Les oiseaux du nord-est des États-Unis et du Canada sont, en séries groupées, de couleur foncée, c'est-à-dire qu'avec les stries les plus nettes et les plus noires, ils comprennent également des individus présentant la plus petite longueur d'aile. Les oiseaux de l'Arizona, et la plupart de ceux de Californie, sont de coloration relativement pâle, et certains d'entre eux ont des ailes plus longues que chez tous les oiseaux du nord-est que j'ai examinés. De plus, il existe de nombreux individus, principalement du sud de la Californie, que je ne peux distinguer en aucun cas des spécimens du Mexique et de la Basse-Californie. * * * * * * En d'autres termes, la gamme de variation chez les tarins du sud-ouest est si grande, et la moyenne possible est si insaisissable, que, malgré les individus ressemblant à des macopterus parmi eux, je suis arrivé à la conclusion * * * [ que] tout au nord du Mexique * * * [devrait être appelé] Spinus pinus pinus** *

Spinue pinus macopterus (Du Bus) est la sous-espèce mexicaine, dont on sait relativement peu de choses. Grinnell (1928a) a écrit que, comparé à celui du nord, il "possède des ailes et une queue plus longues, et un style de coloration plus pâle et moins strié".

Sutton et Burleigh (1940a) l'ont trouvé commun et bruyant dans les bois de pins à 8 000 : 10 000 pieds, début avril, à Las Vigas, Veracruz. Ils ont pris des spécimens en condition de reproduction. Pour la période du 26 juillet : 28, 1942, à 10 500 pieds à Cofre de Perote dans le même état, WB Davis (1945) a rapporté que les tarins « entraient tout juste dans la saison de reproduction à la fin de juillet. Les femelles contenaient des ovules aussi gros que 5 mm. diamètre et les testicules des mâles ont été considérablement agrandis."

DISTRIBUTION
Tarin des pins du Nord (S. p. pimis)

Aire de répartition : Alaska, Mackenzie, Ontario et Labrador jusqu'au nord du Mexique et aux États de la côte du golfe.
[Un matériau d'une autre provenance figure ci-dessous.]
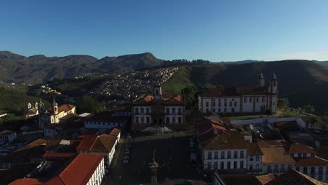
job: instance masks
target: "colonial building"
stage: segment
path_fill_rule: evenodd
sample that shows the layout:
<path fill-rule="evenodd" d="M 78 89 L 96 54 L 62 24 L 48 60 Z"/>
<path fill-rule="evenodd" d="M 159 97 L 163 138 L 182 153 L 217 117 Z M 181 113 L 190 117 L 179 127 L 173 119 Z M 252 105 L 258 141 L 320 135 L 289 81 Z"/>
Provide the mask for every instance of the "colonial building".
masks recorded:
<path fill-rule="evenodd" d="M 76 147 L 78 153 L 102 154 L 104 156 L 105 165 L 109 167 L 115 153 L 117 137 L 111 135 L 84 136 Z"/>
<path fill-rule="evenodd" d="M 208 132 L 208 135 L 212 135 Z M 209 138 L 210 137 L 210 138 Z M 236 130 L 217 135 L 214 139 L 200 137 L 204 170 L 217 169 L 224 173 L 246 173 L 247 144 Z"/>
<path fill-rule="evenodd" d="M 41 129 L 50 123 L 59 123 L 60 119 L 68 114 L 76 113 L 76 107 L 69 104 L 62 104 L 58 107 L 58 104 L 53 100 L 53 107 L 48 110 L 46 109 L 43 103 L 40 100 L 38 106 L 39 125 Z"/>
<path fill-rule="evenodd" d="M 256 87 L 216 88 L 207 89 L 198 97 L 198 109 L 206 113 L 275 112 L 278 78 L 273 73 L 266 81 L 261 73 Z"/>
<path fill-rule="evenodd" d="M 132 130 L 168 132 L 186 127 L 185 103 L 181 95 L 162 94 L 160 85 L 154 86 L 153 94 L 133 101 Z"/>

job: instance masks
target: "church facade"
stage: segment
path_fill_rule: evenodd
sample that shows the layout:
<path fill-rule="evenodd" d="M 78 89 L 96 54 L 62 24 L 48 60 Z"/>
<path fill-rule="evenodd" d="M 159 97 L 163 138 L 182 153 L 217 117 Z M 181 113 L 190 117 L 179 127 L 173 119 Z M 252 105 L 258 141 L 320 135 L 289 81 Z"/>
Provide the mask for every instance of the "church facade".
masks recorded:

Aire de reproduction : Le Tarin des pins se reproduit dans le centre-sud de l'Alaska (Iliamna, Chitina Moraine), le centre-ouest et le sud du Yukon (Fortymile River, Carcross), le centre-sud du Mackenzie (Moose Island), le centre de la Saskatchewan (Flotten Lake, Emma Lake), le sud Manitoba (lac Saint-Martin), nord de l'Ontario (lac Favourable), centre-ouest et sud-est du Québec (poste Mistassini, île d'Anticosti), sud du Labrador (Hamilton Inlet) et Terre-Neuve jusqu'au sud de la Californie (monts San Jacinto), sud-est de l'Arizona ( Mont Wrightson, montagnes Graham), sud du Nouveau-Mexique (Cloudcroft), sud-ouest du Texas, ouest de l'Oklahoma (comté de Cinaarron), centre sud et nord-est du Kansas (décontracté Wichita, Onaga), nord-ouest de l'Iowa (Sioux City), centre du Minnesota (Walker, comté de Pine) ), le nord du Wisconsin (Mercer), le centre du Michigan (comté de Kalkaska), le sud de l'Ontario (Guelph), le nord de la Pennsylvanie (Hartstown, comté de Monroe), New York (comté de Tompkins, Ossining), Connecticut (Ha dlyme) et du Massachusetts (Needham). Enregistré en été dans le nord-est de Sonora (Oposura), l'est du Tennessee (Cosby) et l'ouest de la Caroline du Nord (Black Mountains).

Aire de répartition hivernale : hiverne à des altitudes inférieures, probablement dans toute l'aire de reproduction, du nord au moins au sud-est de l'Alaska (canal Gastineau), du centre et de l'ouest de la Colombie-Britannique (Lac la Hache), du Montana (Missoula), du sud de l'IVianitoba (Brandon, Hillside Beach), l'ouest et le centre de l'Ontario (Fort William, New Liskeard), le sud-ouest du Québec (Aylmer,

'iontreal), le centre du Nouveau-Brunswick (Fredericton), l'Île-du-Prince-Édouard et le centre de Terre-Neuve, au sud jusqu'au nord de la Basse-Californie (Nachogilero Valley, Rio Alamo), Sonora (Nacozari), Durango (Ci

naga de las Vacas), Coahuila (Sierra de Guadalupe), Neuvo Leôn (Mesa del Chipinque), Tamaulipas (Galindo), sud-est du Texas (San Antonio, Houston), sud de la Louisiane (Cameron, Mandeville), Mississippi (Rosedale),

nd Floride (rarement au sud de Miami).

Records occasionnels : Occasionnels dans les îles Pribilof (île St. Paul), le sud de la Basse-Californie (La Paz), le Labrador (cap Mugford) et les Bermudes.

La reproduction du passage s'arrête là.